Hans-Jurgen Hess, Ph.D.

 

Hans-Jürgen Hess received his Ph.D. in organic chemistry in 1957, working with Professor Hans Herloff Inhoffen at the Technical University Braunschweig, Germany. After postdoctoral work with Professor Randolph T. Major at the University of Virginia and Professor E.J. Corey at the University of Illinois, he joined Pfizer’s Medical Research Laboratories in Groton, Connecticut, as a Research Chemist in 1959. Hans Hess has a distinguished record in drug discovery and development. He was responsible for all Pfizer Medicinal Chemistry Research and affiliated functions in the US and Japan during a period of steady internal growth and productivity.

In 1963, he conceived and implemented a program for the discovery of a peripherally acting antihypertensive agent, work that culminated in the discovery of prazosin (Minipress®). At the time of its US introduction in 1976, Minipress® was a major advance in the treatment of mild to moderate hypertension and was mechanistically distinguished from any other antihypertensive agent. As a selective α1-adrenergic blocker, it was free of unfavorable effects on blood lipid profiles of other types of antihypertensive drugs in use. In 1988, Minipress® ranked third in the worldwide antihypertensive market. The drug was also shown effective in the treatment of BPH (benign prostatic hyperplasia), and is the prototype of a class of structural analogs (doxazosin, terazosin, alfuzosin) developed and marketed for this indication. Prazosin became the laboratory standard in adrenergic receptor research and was the key to the α1-subclassification of adrenergic receptors. In 1991, Hans Hess received the Pharmaceutical Manufacturers Association (PMA) Discovery Award for the discovery of prazosin.

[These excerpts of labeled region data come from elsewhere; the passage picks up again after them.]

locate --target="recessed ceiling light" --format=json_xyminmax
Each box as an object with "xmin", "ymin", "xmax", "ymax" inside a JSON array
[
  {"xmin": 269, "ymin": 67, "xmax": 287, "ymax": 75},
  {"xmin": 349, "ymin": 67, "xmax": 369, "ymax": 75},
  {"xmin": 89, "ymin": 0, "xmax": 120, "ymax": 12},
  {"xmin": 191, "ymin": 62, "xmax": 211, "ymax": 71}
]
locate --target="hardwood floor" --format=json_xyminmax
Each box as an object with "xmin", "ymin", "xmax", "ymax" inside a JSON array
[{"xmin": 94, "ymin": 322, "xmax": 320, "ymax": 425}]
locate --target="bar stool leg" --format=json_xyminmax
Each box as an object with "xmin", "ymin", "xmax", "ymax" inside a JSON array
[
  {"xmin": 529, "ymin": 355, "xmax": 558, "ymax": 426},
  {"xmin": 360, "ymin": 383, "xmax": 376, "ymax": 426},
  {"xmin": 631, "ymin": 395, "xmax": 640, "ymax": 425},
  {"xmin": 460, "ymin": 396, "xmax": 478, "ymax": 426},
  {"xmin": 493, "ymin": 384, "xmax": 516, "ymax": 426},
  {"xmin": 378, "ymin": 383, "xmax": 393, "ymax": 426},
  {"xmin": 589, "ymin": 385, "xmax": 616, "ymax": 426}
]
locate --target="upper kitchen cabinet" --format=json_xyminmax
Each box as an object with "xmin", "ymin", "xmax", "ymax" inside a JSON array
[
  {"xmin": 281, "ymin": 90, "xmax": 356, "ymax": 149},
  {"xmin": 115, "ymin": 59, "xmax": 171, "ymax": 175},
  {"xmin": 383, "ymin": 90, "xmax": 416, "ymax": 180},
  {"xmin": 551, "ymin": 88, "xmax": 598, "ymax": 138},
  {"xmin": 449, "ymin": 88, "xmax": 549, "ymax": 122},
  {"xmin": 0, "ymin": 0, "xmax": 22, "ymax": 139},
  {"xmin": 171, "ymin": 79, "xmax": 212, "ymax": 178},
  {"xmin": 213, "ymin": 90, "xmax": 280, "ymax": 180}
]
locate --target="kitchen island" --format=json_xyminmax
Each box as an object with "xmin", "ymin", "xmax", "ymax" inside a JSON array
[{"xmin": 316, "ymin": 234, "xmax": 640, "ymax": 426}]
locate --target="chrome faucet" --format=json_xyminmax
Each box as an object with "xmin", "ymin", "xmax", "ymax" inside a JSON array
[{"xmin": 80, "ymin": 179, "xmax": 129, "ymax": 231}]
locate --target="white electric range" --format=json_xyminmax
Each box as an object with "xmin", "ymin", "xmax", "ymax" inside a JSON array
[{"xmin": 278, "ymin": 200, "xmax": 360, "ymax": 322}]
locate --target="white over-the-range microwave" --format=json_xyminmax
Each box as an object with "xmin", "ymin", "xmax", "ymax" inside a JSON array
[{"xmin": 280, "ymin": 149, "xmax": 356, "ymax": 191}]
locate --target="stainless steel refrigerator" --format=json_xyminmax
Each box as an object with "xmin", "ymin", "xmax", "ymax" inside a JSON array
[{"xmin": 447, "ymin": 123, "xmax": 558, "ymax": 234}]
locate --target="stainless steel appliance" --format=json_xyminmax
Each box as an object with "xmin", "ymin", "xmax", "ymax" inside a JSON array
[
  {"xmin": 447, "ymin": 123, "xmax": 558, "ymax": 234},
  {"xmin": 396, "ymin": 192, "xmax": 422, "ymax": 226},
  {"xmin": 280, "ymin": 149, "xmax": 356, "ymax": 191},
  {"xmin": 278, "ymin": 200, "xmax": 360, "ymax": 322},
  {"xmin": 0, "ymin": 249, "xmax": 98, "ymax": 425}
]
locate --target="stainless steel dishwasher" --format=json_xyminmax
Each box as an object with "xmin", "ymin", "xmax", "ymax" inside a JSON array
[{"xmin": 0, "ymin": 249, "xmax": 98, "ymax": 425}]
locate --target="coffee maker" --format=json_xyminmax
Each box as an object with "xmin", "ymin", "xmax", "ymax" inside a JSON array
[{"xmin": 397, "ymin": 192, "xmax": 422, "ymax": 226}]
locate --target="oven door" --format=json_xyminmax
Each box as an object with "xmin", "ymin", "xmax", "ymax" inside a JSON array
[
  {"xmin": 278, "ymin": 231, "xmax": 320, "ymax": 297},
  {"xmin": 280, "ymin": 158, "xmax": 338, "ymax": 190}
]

Hans Hess’s research interests and expertise range over a wide area of medicinal chemistry. He led the discovery efforts resulting in pirbuterol (Maxair®), a tissue selective ß-adrenergic agonist bronchodilator, sulprostone (Nalador®), a tissue selective prostaglandin analog for obstetric and gynecological uses, and the first potent, non-peptidic neurokinin-1 (substance P) antagonist. In parallel with his responsibilities in the US, he established in 1983 fully integrated Pfizer drug discovery operations in Japan, involving medicinal chemistry, pharmacology, biochemistry, molecular biology, drug metabolism, state-of-the-art microbial natural product screening and structure determination, and development functions. Building on the experience of automating microbial natural product screening in Japan, he subsequently established high throughput screening (HTS) of chemical compound libraries in receptor, enzyme, and cellular assays, Pfizer being one of the first companies in the industry implementing this technology for lead discovery. Hans Hess’s achievements have been chronicled in about 100 issued US patents and 70 publications and abstracts.

Throughout his scientific career, Hans has been actively involved in professional activities contributing to the advancement of Medicinal Chemistry in numerous ways. For 5 years, from 1979-1983, he was Editor-in-Chief of “Annual Reports in Medicinal Chemistry”. He was Chairman of the Medicinal Chemistry Gordon Research Conference in 1986, and served on Awards Nominating and Long-Range Planning Committees of the Division of Medicinal Chemistry.

Hans Hess retired from Pfizer in 1996 after more than 36 years involvement in drug research. Since then he has been a member of Scientific Advisory Boards and serving as a consultant of a number of pharmaceutical companies.